Quantos imóveis rurais existem na Bahia? São cerca de 570 mil, incluindo os registrados em cartório e os que estão na condição de posse. Vale lembrar que para ser considerado rural ele deve ter uma destinação agroextrativista, agroindustrial ou voltado para a pecuária, mesmo que esteja em uma zona urbana.

Existem muitas propriedades irregulares no Estado? Infelizmente ainda existem muitas posses, que são aquelas propriedades sem matrícula, e consequentemente sem segurança jurídica. Esses proprietários ficam impedidos de participar de políticas do governo e de acessar crédito. Essa situação é mais grave na região do semiárido, que tem uma condição climática desfavorável, falta de acesso a crédito e uma população desassistida por muitos anos. Estamos fazendo um trabalho para retomar a regularização e já começamos em Monte Santo, Cícero Dantas, Fátima, Ribeira do Pombal e outros municípios da região.
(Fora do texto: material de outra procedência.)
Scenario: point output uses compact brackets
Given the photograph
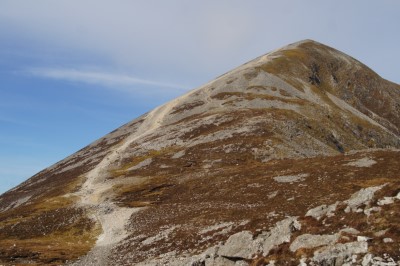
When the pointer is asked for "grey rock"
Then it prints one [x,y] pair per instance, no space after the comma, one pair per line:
[320,211]
[329,254]
[313,241]
[364,196]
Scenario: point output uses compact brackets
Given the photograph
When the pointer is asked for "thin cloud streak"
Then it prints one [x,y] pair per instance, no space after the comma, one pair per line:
[111,80]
Existem regiões com mais desapropriações do que outras na Bahia? É bem homogêneo, com exceção da região oeste, que não tem tanta desapropriação, porque lá existe uma concentração forte de agronegócio e as condições de projetos agrícolas para esse tipo de negócio em reforma agrária são muitos onerosos.

Os projetos envolvendo a agricultura familiar têm algum diferencial para efeito de Reforma Agrária? De uma maneira geral, sim. Seguimos as determinações do MDA (Ministério do Desenvolvimento Agrário) ao qual o Incra é submetido. Existe a prerrogativa de fortalecimento da agricultura familiar em todo o Brasil e na Bahia isso vem sendo intensificado este ano. A Secretaria do Desenvolvimento Rural também recebe recursos do MDA para aplicação dessas políticas. Hoje temos um convênio de assistência técnica que pactua com os assentamentos quais as soluções de produção, que geralmente são voltadas para a agricultura familiar, incluindo a produção de mel, farinha de mandioca, caprinocultura, feijão, milho e mais uma série de produtos.

Entrevista publicada originalmente na Revista do CREA/Bahia edição 48, páginas 32 a 35, em 2015.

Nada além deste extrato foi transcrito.